Monday, 6 August 2018

Amazon Plots Its Departure From Oracle by 2020

Oracle’s CTO Larry Ellison has bragged about the company’s business with Amazon. But those bragging rights may be coming to an end. Amazon plans to move completely off Oracle software by early 2020, according to unnamed sources who spoke with CNBC.

Back in December 2017, Ellison said Amazon paid Oracle about $50 million during Oracle’s most recent quarter to buy Oracle database and other technology. But by January 2018, reports surfaced that Amazon was moving workloads to its own databases as a strategy to disengage from Oracle.

Now, according to CNBC, Amazon has already moved much of its infrastructure internally to Amazon Web Services (AWS) and plans to be completely off Oracle’s database software by the first quarter of 2020.

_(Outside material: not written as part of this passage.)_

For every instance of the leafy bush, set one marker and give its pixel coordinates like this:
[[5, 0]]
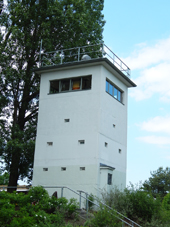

Adding insult to injury, AWS’ foray into data center technology poses a competitive threat to Oracle. AWS introduced its Aurora relational database service in 2014. And it’s garnered some big customers for Aurora, including Expedia, GE, and Verizon.

Oracle has continuously boosted its own database capabilities. In September 2017, it introduced its totally automated, self-driving database.

Amazon’s Ascension
Meanwhile, Oracle has struggled to play in the big leagues with its cloud business. Synergy Research recently ranked it among the “strong niche players.” Oracle now bundles together figures when reporting its software-as-a-service (SaaS), platform-as-a-service (PaaS), and infrastructure-as-a-service (IaaS) revenues, which some interpreted as a scheme to obfuscate its lack of cloud revenue growth.

For its part, AWS once again posted staggering earnings in its most recent quarter with $6.1 billion in second-quarter revenues, a 49-percent increase from the previous year.

And AWS may even be working on a white box switch to help enterprises move more of their workloads from their private data centers to the AWS cloud.